MONTPELIER — Entergy Nuclear is appealing to the Vermont Supreme Court the Public Service Board’s decision earlier this month dismissing the company’s original 2008 re-licensing case.
In a so-called docketing statement filed with the high court on Friday, Entergy took issue with the recent PSB decision that said Entergy was operating without a valid state permit, and had been since March 21, 2012.
“This is an appeal from a contested case before the PSB that involves complicated and novel legal issues under Vermont law and will impact whether the VY Station, which employs more than 600 people and which provides an important source of electrical power to the New England region, should be shut down immediately even though its petition for a new or amended CPG remains pending before the PSB,” Entergy’s attorneys said in a summary filed Friday with the Vermont Supreme Court.
Entergy Nuclear spokesman James Sinclair declined comment.

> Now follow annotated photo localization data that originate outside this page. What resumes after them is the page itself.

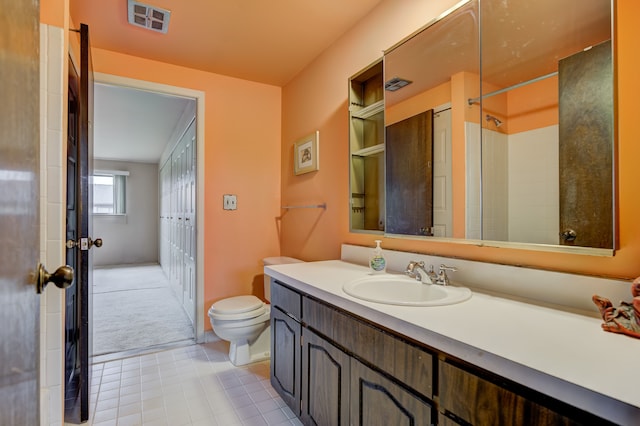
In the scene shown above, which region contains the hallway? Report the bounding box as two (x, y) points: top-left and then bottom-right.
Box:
(88, 341), (300, 426)
(93, 264), (194, 358)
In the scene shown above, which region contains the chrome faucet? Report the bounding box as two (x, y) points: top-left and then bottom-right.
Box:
(434, 264), (457, 286)
(405, 261), (457, 286)
(405, 261), (437, 284)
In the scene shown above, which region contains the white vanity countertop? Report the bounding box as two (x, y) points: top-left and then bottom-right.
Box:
(265, 260), (640, 426)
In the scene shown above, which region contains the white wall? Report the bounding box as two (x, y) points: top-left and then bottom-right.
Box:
(467, 124), (559, 244)
(508, 125), (559, 244)
(40, 23), (65, 426)
(465, 122), (482, 239)
(482, 128), (509, 241)
(93, 160), (159, 266)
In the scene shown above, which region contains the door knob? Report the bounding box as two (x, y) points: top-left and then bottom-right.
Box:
(36, 263), (74, 294)
(560, 229), (577, 242)
(89, 237), (103, 248)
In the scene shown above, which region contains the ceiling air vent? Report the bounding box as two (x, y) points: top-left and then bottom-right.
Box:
(127, 0), (171, 34)
(384, 77), (413, 92)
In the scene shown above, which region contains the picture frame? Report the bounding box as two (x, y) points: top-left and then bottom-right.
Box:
(293, 131), (319, 175)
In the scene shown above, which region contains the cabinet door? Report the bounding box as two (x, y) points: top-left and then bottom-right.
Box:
(439, 361), (581, 426)
(301, 330), (350, 425)
(350, 359), (433, 426)
(270, 308), (301, 415)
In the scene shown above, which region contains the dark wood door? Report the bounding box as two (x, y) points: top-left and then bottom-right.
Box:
(65, 23), (94, 423)
(386, 110), (434, 235)
(559, 40), (613, 248)
(301, 329), (350, 425)
(350, 359), (433, 426)
(0, 0), (41, 423)
(65, 56), (81, 421)
(271, 308), (302, 415)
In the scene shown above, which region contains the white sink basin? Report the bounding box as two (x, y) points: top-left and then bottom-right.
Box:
(343, 274), (472, 306)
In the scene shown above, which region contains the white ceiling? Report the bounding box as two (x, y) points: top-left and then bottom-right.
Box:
(93, 83), (194, 163)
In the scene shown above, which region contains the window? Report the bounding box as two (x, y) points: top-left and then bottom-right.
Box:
(93, 171), (128, 214)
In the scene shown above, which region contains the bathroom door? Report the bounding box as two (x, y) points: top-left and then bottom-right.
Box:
(432, 108), (453, 238)
(65, 54), (82, 421)
(64, 24), (95, 423)
(386, 110), (434, 235)
(0, 0), (41, 423)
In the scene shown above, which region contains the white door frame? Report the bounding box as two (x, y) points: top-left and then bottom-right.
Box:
(93, 72), (206, 343)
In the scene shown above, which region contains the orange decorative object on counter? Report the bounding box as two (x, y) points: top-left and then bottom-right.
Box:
(592, 277), (640, 339)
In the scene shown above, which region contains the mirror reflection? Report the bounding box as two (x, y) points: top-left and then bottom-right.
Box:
(476, 0), (613, 249)
(374, 0), (614, 251)
(384, 0), (479, 237)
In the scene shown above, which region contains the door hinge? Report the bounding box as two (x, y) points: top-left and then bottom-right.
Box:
(300, 335), (304, 347)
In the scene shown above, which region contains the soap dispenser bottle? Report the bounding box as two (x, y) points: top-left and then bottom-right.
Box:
(369, 240), (386, 273)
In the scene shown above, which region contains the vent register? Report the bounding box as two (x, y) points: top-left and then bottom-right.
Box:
(127, 0), (171, 33)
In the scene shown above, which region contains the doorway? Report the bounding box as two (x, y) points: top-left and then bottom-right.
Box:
(91, 79), (205, 360)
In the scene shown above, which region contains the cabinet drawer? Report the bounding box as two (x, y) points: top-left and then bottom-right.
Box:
(439, 361), (581, 426)
(351, 358), (433, 426)
(304, 296), (433, 398)
(271, 280), (301, 320)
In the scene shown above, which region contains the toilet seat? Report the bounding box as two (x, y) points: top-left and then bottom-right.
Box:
(211, 307), (271, 329)
(208, 295), (266, 321)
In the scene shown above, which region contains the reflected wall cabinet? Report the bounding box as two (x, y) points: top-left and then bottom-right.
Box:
(349, 59), (385, 232)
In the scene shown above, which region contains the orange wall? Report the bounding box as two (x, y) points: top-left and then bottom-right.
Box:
(40, 0), (66, 27)
(90, 50), (282, 329)
(385, 81), (451, 126)
(46, 0), (281, 331)
(280, 0), (462, 261)
(281, 0), (640, 281)
(506, 76), (558, 134)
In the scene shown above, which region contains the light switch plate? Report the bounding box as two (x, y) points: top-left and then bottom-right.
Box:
(223, 194), (237, 210)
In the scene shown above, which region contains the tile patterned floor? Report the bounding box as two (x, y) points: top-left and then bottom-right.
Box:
(88, 341), (302, 426)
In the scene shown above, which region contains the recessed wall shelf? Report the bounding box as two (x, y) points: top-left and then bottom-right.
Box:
(350, 100), (384, 120)
(352, 143), (385, 157)
(349, 59), (384, 232)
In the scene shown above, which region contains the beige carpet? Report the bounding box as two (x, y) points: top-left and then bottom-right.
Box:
(93, 264), (194, 356)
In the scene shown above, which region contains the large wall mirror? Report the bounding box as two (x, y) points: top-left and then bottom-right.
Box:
(366, 0), (615, 253)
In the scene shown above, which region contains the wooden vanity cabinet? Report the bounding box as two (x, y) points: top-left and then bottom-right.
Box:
(303, 295), (434, 400)
(270, 281), (302, 415)
(270, 280), (611, 425)
(438, 360), (596, 426)
(271, 279), (435, 425)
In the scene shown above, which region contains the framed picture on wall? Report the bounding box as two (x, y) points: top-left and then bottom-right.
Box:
(293, 131), (319, 175)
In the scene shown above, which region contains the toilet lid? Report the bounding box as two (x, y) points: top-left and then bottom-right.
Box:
(209, 295), (266, 320)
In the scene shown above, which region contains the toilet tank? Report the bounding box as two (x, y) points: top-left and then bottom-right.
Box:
(263, 256), (303, 301)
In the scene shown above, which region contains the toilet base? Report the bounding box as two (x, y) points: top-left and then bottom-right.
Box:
(228, 324), (271, 366)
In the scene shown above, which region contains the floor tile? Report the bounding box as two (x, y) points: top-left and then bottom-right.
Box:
(86, 341), (291, 425)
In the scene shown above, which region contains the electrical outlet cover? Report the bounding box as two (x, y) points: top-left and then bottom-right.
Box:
(223, 194), (237, 210)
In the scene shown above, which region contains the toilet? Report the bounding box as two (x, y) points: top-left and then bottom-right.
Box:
(208, 257), (303, 366)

Entergy has long claimed that as long as it had applied — in 2008 — for a new certificate of public good in a timely manner, until it had a decision from the PSB it could operate Vermont Yankee. Its original 40-year certificate of public good expired March 21, 2012.
The board opened a new docket last year in the re-licensing case, and technical hearings are expected to start in a couple of weeks. The board said it was opening a new docket because there were many and significant changes since it held hearings and took testimony on Yankee’s effort to keep operating for another 20 years.

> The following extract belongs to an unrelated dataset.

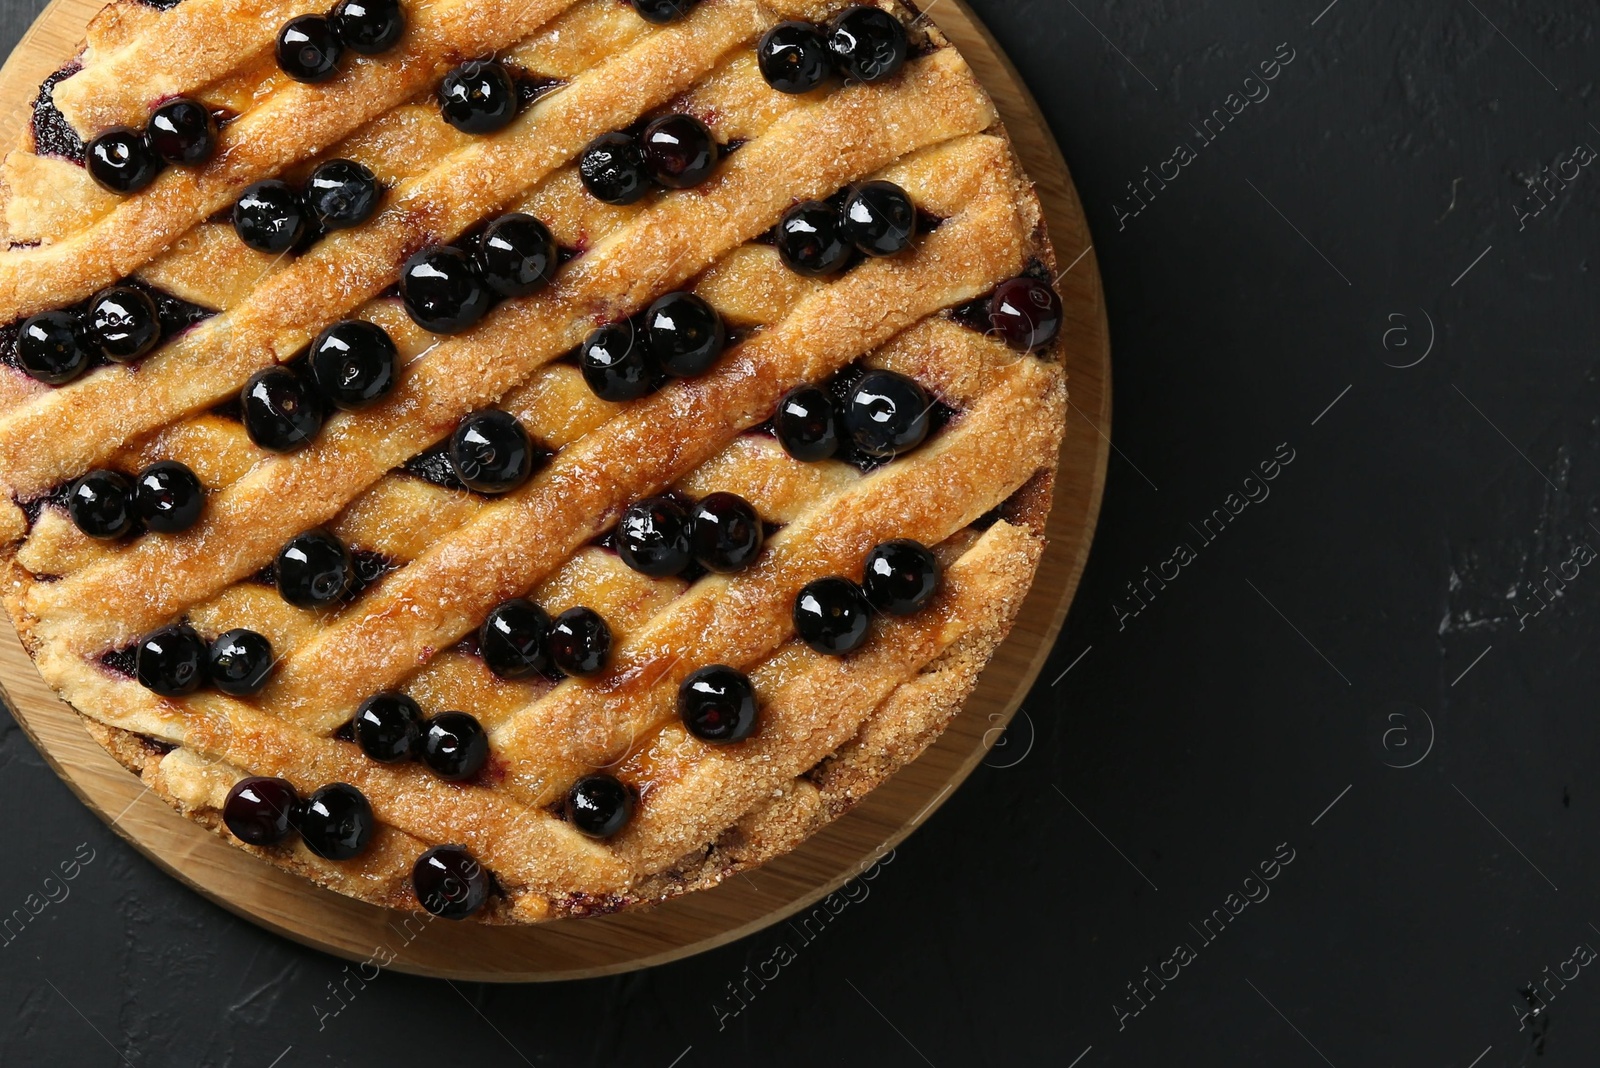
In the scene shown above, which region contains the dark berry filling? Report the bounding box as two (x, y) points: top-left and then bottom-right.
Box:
(31, 63), (85, 164)
(399, 442), (467, 490)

The Public Service Board ruled last year that the state law did not apply to Vermont Yankee.
The outline of the appeal reiterated its stand that the PSB should have granted it a new certificate of public good last year, based on the existing record and after U.S. Judge J. Garvan Murtha ruled that state law overstepped federal jurisdiction in regards to nuclear safety at the Vernon reactor.
Entergy said it would contest the rulings in further court filings, including an appeals brief.

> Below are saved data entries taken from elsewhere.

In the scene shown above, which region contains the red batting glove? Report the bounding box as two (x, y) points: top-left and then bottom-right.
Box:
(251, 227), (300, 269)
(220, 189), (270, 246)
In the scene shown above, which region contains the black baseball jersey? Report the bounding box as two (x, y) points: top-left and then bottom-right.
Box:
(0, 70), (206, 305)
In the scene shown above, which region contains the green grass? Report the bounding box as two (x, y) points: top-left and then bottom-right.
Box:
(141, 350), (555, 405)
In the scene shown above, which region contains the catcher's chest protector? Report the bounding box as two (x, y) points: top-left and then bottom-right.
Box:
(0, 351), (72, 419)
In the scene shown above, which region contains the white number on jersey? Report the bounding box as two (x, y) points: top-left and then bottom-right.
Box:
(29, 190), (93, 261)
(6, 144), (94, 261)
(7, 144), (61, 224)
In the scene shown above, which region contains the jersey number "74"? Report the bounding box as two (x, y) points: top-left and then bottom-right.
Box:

Last month, the anti-nuclear group New England Coalition had filed a request with the Vermont Supreme Court to shut down Vermont Yankee, saying it didn’t have a valid state certificate of public good. A hearing earlier this month has not resulted in a decision.
In a decision dated Jan. 9, the Public Service Board has said it was “unpersuaded by Entergy VY’s arguments” to keep the original re-licensing case open.
The PSB said in the Jan. 9 decision that by issuing a final order in the original re-licensing case, “thus potentially triggering an appeal,” that it “might actually facilitate resolution of the other dockets by allowing the Vermont Supreme Court to directly rule on the state law question underlying the other litigation.”